Response to Hearthstone has been overwhelmingly positive, enough so that Blizzard has decided to scrap their paper game in favor of the digital powerhouse. It's easy to see why given Blizzard's history as a game developer first and foremost, and with tablets becoming an increasingly dominant (and affordable) force on the tech market gamers are able to move and share their digital CCG experience with greater ease than they once could. Whether or not this move to digital will make Blizzard more money than their physical Trading Card Game is yet to be seen, but the promise of untold fortune is there.
The lesson here isn't necessarily that one format is superior to the other, but that there are thousands upon thousands of gamers that will gladly support both. Looking at the "˜big three' only Magic the Gathering has kept itself fairly limited on the digital front, with Pokémon boasting a ridiculously popular franchise in just about every entertainment medium and Yu-Gi-Oh holding a long time running television show to help with promotion. Wizards of the Coast has kept their approach to console gaming fairly light by comparison, though exactly why is uncertain.
Duals of the Planeswalkers has been met with a lot of critical success, with many newer players enjoying the simplistic angle that the game approaches Magic from. It's proven to be a fantastic stepping stone into the core game, far more enjoyable and intuitive than Magic Online and being available on consoles it's much easier to access. But there is a lot of room for improvement.
Players are still limited in how they can build decks and some of the most fun elements of Magic are heavily oriented around customization and deck personality. Wizards has taken a small step into it with the Sealed Draft feature in their 2014 iteration, but with every year creating an entirely new version of the game any of the hard earned progress that players make are lost from one cycle to the next.

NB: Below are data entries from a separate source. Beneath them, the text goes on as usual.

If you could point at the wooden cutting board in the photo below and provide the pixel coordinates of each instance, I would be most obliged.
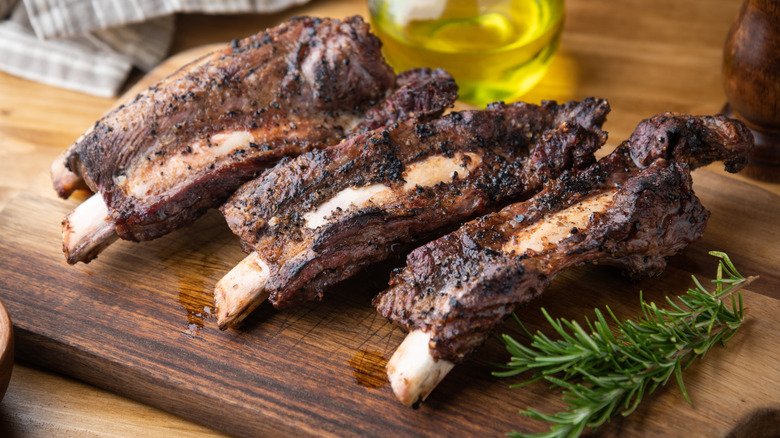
(138, 321)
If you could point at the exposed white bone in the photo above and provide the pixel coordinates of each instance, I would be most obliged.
(239, 292)
(425, 173)
(412, 371)
(87, 230)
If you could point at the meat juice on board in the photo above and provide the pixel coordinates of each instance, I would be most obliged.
(495, 49)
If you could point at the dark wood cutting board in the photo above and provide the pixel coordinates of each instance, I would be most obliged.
(138, 321)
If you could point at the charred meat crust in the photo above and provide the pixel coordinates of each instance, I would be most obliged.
(459, 287)
(519, 147)
(305, 84)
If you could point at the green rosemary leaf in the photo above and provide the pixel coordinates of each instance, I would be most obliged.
(603, 372)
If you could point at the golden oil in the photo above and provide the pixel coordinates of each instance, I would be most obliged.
(495, 49)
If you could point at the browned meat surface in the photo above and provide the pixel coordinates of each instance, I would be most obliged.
(630, 213)
(318, 219)
(186, 143)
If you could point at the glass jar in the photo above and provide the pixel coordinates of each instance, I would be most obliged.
(495, 49)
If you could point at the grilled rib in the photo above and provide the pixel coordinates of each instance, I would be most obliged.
(186, 143)
(632, 209)
(319, 219)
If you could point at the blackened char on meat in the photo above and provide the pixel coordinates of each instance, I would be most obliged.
(632, 209)
(318, 219)
(186, 143)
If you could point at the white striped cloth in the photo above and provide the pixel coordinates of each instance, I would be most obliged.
(92, 45)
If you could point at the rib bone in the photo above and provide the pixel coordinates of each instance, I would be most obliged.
(241, 290)
(320, 218)
(87, 230)
(413, 372)
(632, 209)
(183, 145)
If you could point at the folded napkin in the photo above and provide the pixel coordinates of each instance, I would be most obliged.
(92, 45)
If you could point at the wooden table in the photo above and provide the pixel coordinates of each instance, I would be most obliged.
(645, 57)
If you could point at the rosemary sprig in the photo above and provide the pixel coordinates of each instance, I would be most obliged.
(605, 373)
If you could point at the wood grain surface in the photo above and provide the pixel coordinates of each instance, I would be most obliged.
(149, 335)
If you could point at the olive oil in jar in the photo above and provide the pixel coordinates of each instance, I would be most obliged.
(495, 49)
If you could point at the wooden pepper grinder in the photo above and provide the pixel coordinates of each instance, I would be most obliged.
(751, 80)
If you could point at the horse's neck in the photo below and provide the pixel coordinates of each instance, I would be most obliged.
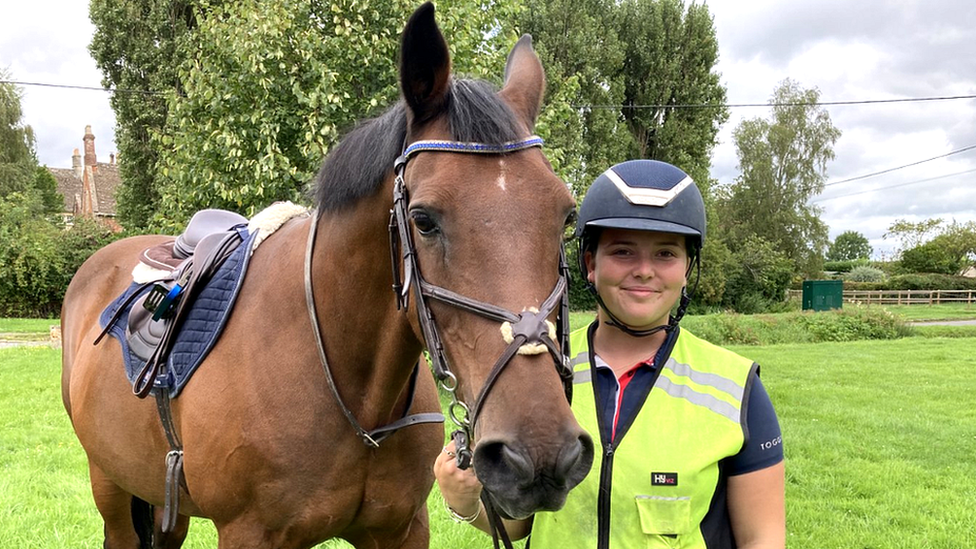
(361, 325)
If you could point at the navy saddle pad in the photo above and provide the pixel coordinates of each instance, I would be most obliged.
(204, 322)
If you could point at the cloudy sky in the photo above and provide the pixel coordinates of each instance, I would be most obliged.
(863, 50)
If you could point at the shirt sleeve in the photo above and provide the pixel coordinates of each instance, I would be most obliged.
(764, 446)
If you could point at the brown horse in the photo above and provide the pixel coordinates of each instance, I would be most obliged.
(269, 454)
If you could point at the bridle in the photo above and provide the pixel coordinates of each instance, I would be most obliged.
(530, 331)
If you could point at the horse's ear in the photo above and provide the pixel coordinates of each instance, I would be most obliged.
(425, 65)
(525, 81)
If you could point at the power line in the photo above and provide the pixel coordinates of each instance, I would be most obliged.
(865, 176)
(787, 104)
(896, 186)
(72, 87)
(622, 107)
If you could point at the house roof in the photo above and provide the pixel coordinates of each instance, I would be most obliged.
(106, 182)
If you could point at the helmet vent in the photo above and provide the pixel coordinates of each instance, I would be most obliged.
(647, 196)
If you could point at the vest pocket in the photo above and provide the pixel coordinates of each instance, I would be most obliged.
(664, 516)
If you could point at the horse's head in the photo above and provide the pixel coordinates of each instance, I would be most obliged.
(488, 229)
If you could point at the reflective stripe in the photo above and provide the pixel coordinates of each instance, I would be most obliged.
(664, 498)
(704, 400)
(714, 381)
(582, 376)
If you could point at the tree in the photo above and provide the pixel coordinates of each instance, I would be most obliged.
(757, 276)
(136, 46)
(912, 233)
(949, 251)
(21, 179)
(17, 156)
(670, 57)
(266, 87)
(783, 162)
(583, 59)
(848, 246)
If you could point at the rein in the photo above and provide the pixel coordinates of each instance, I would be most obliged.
(528, 332)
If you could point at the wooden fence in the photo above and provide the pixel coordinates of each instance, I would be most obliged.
(903, 297)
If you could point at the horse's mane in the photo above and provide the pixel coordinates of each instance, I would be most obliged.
(360, 163)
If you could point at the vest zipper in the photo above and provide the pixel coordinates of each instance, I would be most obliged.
(603, 501)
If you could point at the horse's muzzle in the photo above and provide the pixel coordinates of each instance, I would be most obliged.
(523, 478)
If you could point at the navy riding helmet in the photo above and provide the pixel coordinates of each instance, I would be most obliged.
(643, 195)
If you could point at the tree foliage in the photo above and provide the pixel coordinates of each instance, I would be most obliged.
(267, 87)
(21, 178)
(783, 161)
(583, 57)
(848, 246)
(757, 276)
(38, 258)
(912, 233)
(17, 157)
(948, 252)
(670, 55)
(136, 45)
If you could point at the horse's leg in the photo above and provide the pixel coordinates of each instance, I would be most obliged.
(415, 536)
(117, 507)
(169, 540)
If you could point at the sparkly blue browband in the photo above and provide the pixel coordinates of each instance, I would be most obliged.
(457, 146)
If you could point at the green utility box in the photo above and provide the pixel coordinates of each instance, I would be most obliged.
(823, 295)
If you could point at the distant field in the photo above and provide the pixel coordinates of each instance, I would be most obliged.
(947, 311)
(879, 439)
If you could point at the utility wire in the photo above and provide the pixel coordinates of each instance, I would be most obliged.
(889, 170)
(895, 186)
(787, 104)
(628, 107)
(86, 88)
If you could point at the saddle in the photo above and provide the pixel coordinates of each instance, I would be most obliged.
(190, 259)
(169, 322)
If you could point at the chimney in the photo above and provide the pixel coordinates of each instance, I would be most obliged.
(90, 159)
(89, 200)
(76, 164)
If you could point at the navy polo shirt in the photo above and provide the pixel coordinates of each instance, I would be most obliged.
(620, 400)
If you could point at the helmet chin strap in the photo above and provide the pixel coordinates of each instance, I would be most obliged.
(672, 320)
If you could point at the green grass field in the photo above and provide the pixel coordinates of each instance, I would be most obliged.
(946, 311)
(879, 438)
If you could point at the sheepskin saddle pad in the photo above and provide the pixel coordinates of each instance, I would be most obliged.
(183, 292)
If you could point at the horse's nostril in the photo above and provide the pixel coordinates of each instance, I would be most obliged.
(574, 457)
(497, 460)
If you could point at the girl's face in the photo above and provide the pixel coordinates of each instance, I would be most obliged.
(639, 274)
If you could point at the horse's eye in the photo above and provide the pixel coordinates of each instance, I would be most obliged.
(569, 228)
(571, 219)
(424, 223)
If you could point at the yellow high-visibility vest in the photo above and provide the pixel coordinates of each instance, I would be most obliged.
(661, 484)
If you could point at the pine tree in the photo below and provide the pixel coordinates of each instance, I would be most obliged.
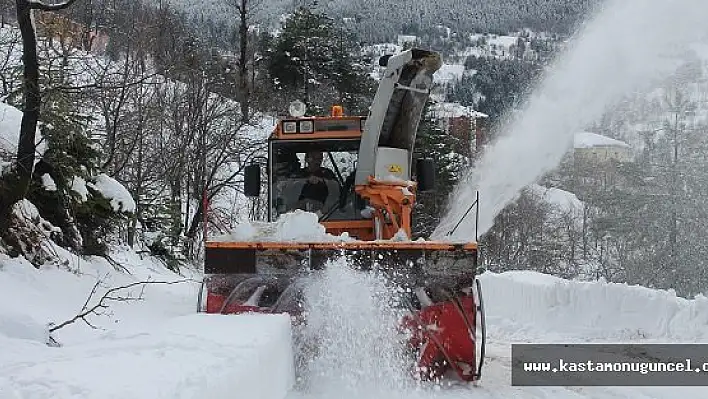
(318, 61)
(433, 142)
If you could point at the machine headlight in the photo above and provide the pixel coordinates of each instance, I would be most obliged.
(307, 127)
(290, 127)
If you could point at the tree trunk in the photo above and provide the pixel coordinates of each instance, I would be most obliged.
(15, 189)
(243, 62)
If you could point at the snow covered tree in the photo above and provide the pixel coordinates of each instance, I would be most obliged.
(432, 142)
(319, 62)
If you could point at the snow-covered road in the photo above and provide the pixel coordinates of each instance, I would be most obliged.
(526, 307)
(158, 348)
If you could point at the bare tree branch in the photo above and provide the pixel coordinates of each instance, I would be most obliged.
(42, 6)
(111, 295)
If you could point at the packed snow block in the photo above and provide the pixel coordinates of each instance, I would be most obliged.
(197, 356)
(537, 307)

Not to mention a lot of the stranger casual formats (Archenemy, Commander, and Planechase) are entirely abandoned for no discernible reason.

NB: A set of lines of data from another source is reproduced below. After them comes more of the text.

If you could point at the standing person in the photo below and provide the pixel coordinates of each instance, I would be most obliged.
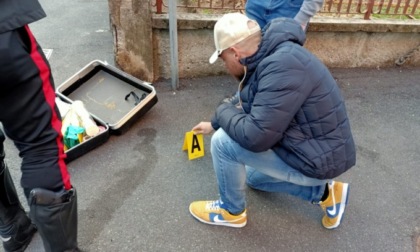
(31, 119)
(290, 132)
(263, 11)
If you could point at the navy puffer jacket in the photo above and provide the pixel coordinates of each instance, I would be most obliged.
(291, 104)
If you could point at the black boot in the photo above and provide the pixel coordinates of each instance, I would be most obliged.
(55, 215)
(16, 229)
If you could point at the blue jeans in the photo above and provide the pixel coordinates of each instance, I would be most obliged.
(266, 171)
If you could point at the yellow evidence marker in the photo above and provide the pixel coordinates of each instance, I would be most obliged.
(194, 144)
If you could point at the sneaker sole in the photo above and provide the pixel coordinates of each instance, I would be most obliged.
(344, 198)
(226, 224)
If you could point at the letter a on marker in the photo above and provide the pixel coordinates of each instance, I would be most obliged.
(194, 144)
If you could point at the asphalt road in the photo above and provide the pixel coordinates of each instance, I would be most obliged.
(135, 189)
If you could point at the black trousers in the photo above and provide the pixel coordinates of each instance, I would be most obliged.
(28, 111)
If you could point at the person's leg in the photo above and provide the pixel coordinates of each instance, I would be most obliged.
(31, 119)
(16, 229)
(233, 163)
(229, 160)
(260, 181)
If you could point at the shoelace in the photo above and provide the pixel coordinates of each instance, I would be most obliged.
(213, 205)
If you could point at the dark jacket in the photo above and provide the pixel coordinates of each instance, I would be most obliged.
(291, 104)
(17, 13)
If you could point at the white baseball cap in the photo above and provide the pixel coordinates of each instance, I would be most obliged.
(229, 30)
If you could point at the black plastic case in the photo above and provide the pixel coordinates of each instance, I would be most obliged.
(114, 98)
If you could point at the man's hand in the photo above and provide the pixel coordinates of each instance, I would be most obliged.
(204, 128)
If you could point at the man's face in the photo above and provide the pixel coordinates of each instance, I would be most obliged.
(234, 67)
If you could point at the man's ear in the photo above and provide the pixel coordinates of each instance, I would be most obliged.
(237, 52)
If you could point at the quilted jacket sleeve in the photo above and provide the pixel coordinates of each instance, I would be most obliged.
(274, 93)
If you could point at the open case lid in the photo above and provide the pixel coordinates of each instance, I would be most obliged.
(110, 94)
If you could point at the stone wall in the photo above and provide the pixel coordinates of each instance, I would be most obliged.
(142, 47)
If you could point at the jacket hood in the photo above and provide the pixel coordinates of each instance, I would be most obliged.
(275, 33)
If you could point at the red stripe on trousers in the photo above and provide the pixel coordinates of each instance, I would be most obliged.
(45, 75)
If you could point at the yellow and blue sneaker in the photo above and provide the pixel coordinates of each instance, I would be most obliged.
(335, 204)
(213, 213)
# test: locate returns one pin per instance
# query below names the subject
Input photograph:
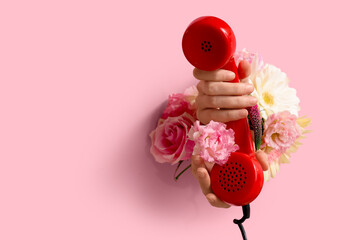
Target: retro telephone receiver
(209, 44)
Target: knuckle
(211, 88)
(196, 73)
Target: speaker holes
(206, 46)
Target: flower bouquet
(179, 134)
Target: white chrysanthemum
(273, 91)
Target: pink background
(83, 83)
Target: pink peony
(254, 59)
(281, 131)
(213, 142)
(177, 105)
(169, 140)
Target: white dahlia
(273, 91)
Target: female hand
(221, 101)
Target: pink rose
(213, 142)
(281, 131)
(169, 140)
(177, 105)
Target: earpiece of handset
(209, 44)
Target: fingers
(244, 69)
(225, 102)
(217, 75)
(215, 201)
(262, 158)
(206, 115)
(224, 88)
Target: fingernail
(201, 174)
(253, 100)
(210, 199)
(249, 87)
(230, 75)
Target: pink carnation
(213, 142)
(273, 155)
(281, 131)
(169, 140)
(177, 105)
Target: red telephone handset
(209, 44)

Magic is a game that only gets better as the collection grows, and given that Wizards has thoroughly mastered teaching new players how to get into the game why waste that opportunity by pushing a virtual reset button each year? The logistics behind a system like Hearthstone's is fairly straightforward, and though it would still be nice to have a core set represented in a every year it would be even better if we could tie in all of the features that make Magic such a diverse and rich game through a single portal.

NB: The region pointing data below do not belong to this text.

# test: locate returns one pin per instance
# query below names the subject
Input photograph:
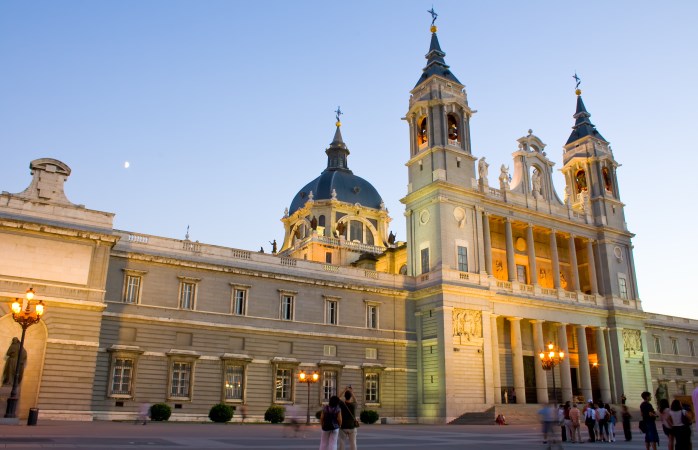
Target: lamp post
(549, 360)
(25, 317)
(308, 379)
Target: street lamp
(308, 379)
(549, 360)
(25, 317)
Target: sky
(223, 109)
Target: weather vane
(433, 15)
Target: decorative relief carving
(632, 341)
(467, 323)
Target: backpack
(329, 419)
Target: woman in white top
(681, 432)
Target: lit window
(240, 300)
(234, 379)
(622, 288)
(287, 307)
(371, 353)
(371, 385)
(372, 316)
(122, 376)
(181, 379)
(329, 384)
(462, 259)
(133, 289)
(331, 312)
(187, 292)
(425, 260)
(283, 384)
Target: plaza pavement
(204, 436)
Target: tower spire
(582, 125)
(436, 64)
(337, 152)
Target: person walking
(348, 431)
(626, 417)
(590, 421)
(330, 420)
(649, 417)
(666, 422)
(575, 424)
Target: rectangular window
(462, 259)
(521, 274)
(425, 260)
(133, 289)
(331, 311)
(372, 316)
(283, 385)
(239, 302)
(186, 295)
(329, 384)
(181, 377)
(234, 381)
(287, 307)
(623, 288)
(122, 374)
(371, 387)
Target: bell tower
(440, 167)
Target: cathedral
(496, 269)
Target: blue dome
(349, 188)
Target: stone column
(584, 375)
(555, 259)
(565, 373)
(511, 264)
(574, 269)
(517, 360)
(604, 380)
(530, 244)
(541, 376)
(592, 268)
(496, 373)
(488, 243)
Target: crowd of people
(600, 420)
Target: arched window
(422, 132)
(453, 129)
(580, 181)
(608, 184)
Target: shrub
(160, 412)
(221, 413)
(368, 416)
(275, 414)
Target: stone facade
(449, 322)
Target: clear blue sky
(224, 109)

What we're describing here is an easier to understand, more user friendly, more casual format inclusive version of Magic Online; one that wouldn't harm the actual TCG because there would never be any risk of printing cards. The option simply wouldn't exist. Instead we would have a fun venue to do just about everything available in the physical copy of the game, only via consoles/Steam instead.
Of course there's nothing really wrong with the way Wizards of the Coast is handling their franchise now, both on or offline. The game is a constant success, each set draws in new and existing players and competitive Magic is one of the most dominant tournament scenes out there. But there's room for improvement, and options that were never available before are becoming viable on a large scale. Hearthstone is a great example of everything done right, and they would be smart to take a look at Blizzard's example.
After all, if Blizzard ever decides to enter the TCG field with their current franchise they'll be doing so with an entirely new angle, backed by an audience that's grown accustomed to their complex card game they learned to play for free. Whoo, you can almost feel the pressure.